The CVE counts are as of 2 May 2024 and will change as new vulnerabilities are discovered and patched, images rebuilt, etc. The latest tag is the commit corresponding to v0.13.1 for Kubernoodles. The CVE counts are from the Grype scan (v0.77.2) run on the images listed above.

Why

Most teams do not have the time to enumerate, track, and understand 500+ CVEs per image - much less the time to start mitigating them. In having large containers with many components, it’s easy to get out of hand with CVEs.
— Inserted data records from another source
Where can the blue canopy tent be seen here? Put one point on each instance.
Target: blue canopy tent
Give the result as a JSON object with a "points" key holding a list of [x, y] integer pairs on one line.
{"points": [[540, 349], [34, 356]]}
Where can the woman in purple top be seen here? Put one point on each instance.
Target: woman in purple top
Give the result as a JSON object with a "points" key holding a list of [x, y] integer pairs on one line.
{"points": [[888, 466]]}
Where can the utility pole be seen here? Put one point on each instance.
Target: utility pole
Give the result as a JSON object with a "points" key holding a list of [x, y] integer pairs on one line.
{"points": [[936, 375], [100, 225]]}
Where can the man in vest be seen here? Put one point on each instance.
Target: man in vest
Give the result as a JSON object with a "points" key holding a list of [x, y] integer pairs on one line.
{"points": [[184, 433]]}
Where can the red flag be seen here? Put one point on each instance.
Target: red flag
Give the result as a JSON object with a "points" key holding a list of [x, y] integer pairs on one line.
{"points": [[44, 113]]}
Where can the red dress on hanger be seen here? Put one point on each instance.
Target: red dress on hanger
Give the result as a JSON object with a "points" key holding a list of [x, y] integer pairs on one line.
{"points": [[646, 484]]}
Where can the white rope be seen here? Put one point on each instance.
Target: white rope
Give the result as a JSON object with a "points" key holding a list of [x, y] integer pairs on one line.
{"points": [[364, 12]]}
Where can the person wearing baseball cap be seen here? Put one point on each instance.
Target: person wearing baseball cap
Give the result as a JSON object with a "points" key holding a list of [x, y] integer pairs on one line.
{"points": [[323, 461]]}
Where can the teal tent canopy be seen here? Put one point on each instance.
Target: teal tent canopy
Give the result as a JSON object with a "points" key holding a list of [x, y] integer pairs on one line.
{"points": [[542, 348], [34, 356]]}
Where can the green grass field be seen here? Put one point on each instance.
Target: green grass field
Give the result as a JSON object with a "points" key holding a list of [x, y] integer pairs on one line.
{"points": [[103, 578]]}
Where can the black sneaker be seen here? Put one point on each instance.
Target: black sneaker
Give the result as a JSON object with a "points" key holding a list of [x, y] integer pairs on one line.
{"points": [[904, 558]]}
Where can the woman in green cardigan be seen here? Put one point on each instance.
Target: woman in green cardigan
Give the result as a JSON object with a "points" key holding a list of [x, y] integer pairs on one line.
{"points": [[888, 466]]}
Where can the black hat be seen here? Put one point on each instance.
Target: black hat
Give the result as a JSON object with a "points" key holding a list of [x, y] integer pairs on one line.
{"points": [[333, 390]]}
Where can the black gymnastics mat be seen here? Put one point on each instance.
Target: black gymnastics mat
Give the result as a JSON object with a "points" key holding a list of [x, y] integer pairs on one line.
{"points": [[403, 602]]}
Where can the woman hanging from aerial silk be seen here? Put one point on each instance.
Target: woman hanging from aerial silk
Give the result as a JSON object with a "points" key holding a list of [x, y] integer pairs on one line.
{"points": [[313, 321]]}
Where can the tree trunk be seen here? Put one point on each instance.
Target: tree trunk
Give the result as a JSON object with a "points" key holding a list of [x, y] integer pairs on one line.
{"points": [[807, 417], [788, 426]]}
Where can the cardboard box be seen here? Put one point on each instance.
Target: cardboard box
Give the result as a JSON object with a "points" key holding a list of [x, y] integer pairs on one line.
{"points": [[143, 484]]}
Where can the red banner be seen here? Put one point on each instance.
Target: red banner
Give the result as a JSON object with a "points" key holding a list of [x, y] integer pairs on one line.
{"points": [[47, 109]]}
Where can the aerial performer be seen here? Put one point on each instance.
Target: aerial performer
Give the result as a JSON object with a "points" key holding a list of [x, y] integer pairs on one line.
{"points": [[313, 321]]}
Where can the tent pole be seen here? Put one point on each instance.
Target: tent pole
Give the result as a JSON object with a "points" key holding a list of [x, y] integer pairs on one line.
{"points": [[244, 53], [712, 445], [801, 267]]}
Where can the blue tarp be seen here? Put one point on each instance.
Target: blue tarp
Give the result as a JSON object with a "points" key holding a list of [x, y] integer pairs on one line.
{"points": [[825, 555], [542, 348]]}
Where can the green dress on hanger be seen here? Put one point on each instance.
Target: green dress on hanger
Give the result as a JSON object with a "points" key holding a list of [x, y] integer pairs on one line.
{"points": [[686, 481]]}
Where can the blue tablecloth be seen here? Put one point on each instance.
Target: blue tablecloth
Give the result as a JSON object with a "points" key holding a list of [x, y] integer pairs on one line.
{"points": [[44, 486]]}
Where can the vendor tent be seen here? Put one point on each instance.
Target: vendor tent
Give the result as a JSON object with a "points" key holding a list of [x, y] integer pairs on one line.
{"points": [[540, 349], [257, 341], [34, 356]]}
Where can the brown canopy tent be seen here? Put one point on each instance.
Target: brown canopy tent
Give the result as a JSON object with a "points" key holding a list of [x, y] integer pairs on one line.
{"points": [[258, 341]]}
Nonetheless, hiding them or ignoring them only helps them multiply. They’re like tribbles in that way. 🐹

Developing runner images are in a central-to-the-company repository to manage the changes, builds, and deployments within actions-runner-controller keeps a good inventory of what’s running where. This is a critical part of many compliance frameworks. It also lowers the additional work associated with a new runner, allowing teams some autonomy to ship what they need without a ton of extra risk. This pattern of smaller images to do single tasks reduces the blast radius of any one image and lowers overall CVE toil.


Disclosure

I work at Chainguard as a solutions engineer at the time of writing this. All opinions are my own.

This post is licensed under CC BY 4.0 by the author.